My right hand is wrapped in a filthy bandage which won’t be removed for another 10 days. I am trying to clean my house and cook and do yard work with a left hand and a painful dirty bandaged right hand. No, I am not feeling particularly gracious about this. But, I do realize that vacation is not as ill-timed as I may have thought. I will not be cooking or cleaning. I will not be pruning, mowing, or clipping. I will be sitting in a car and walking around beautiful places. I will be holding small children on my lap. I will be hugging children of all ages. It will be good.

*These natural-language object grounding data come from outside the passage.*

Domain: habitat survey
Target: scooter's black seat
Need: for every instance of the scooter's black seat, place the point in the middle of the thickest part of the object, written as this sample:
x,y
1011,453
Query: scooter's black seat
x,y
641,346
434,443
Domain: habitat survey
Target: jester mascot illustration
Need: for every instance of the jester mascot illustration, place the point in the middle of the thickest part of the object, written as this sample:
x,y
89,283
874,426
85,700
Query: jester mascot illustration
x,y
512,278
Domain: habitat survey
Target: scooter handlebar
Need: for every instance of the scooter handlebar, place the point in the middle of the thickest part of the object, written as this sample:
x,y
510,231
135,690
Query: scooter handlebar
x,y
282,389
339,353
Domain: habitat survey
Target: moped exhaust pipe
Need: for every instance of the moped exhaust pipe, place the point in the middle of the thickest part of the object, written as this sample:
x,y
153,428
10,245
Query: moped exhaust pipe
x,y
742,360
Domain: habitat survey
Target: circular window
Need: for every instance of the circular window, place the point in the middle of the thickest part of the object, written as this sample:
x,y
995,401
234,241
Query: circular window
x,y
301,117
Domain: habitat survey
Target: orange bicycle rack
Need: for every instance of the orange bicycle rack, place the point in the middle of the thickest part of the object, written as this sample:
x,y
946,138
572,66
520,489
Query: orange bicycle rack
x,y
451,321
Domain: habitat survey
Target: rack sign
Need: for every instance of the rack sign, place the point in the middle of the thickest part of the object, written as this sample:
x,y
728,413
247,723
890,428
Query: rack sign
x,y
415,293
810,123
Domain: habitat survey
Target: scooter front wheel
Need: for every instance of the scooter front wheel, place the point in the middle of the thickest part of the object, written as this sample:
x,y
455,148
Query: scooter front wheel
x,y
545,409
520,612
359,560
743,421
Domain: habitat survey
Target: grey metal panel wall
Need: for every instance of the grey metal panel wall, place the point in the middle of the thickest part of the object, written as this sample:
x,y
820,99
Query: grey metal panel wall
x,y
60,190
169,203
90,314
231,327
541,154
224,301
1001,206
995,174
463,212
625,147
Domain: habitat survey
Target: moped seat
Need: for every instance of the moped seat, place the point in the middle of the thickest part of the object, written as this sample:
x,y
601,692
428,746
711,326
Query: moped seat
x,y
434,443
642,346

I went to confession yesterday afternoon. Many think confession is all about guilt and self-recrimination; asking a priest for forgiveness rather than God himself. To me, it is such a blessing. I went to confession because I missed mass last week. I was sick, but I went to have coffee with a friend, so how sick is that really? So I went to confession. I also threw in the “not being kind and loving and feeling angry” part that I feel like I always confess. The priest was so wonderful when he said that these things do not happen overnight and that I can do one concrete action every day… like calling someone who could use an encouraging word. Something simple. Something doable. What a freaking great idea! So I wrote some letters this morning. I will make some calls later. I can definitely do that every day. I am grateful for that simple suggestion.

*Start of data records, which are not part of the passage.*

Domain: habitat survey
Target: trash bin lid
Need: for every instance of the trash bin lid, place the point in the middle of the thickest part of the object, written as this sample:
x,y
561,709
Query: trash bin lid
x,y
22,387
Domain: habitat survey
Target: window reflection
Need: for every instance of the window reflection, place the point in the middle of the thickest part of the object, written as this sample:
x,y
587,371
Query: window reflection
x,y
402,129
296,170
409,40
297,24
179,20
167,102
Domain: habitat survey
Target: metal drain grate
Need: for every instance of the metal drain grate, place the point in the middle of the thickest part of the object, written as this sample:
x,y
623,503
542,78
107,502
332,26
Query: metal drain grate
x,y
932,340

For us in AA, that ought to be so simple. But as time goes on, it becomes less and less simple. I look at the new people in my group and I am so happy for them. There is a whole herd of them who came in around the same time last year. Some of them have already celebrated a year. Some have had relapses and are at 6 or 9 months. One of them died (drunk) over the Memorial Day weekend. They have each other. Those relationships are so important and so valuable. They learn together. They learn from each other. A sponsor or some other elder is wonderful, and necessary, but those peer relationships are the glue that hold it all together.
For me, I think there are only about 10 of us left from my home group in those early years. Some moved away, some left AA. Sadly, I think most of them are dead. I have some dear friends from those early days and I treasure those relationships. My sponsor has no one left – except her husband. After 42 years of sobriety, they are the sole survivors. So sad. And wonderful, don’t get me wrong. Sober for an alcoholic beats all alternatives.
I am grateful for Max. He told me to form strong relationships with the people who were new with me. Thank God I didn’t hang on the coat tails of the long-timers – I would have no one now!
It’s time for exercise: treadmill or trail? Believe it or not, I’m picking treadmill because I don’t want to fall or anything with this hand. I need to healthy come Wednesday. Hit the road day!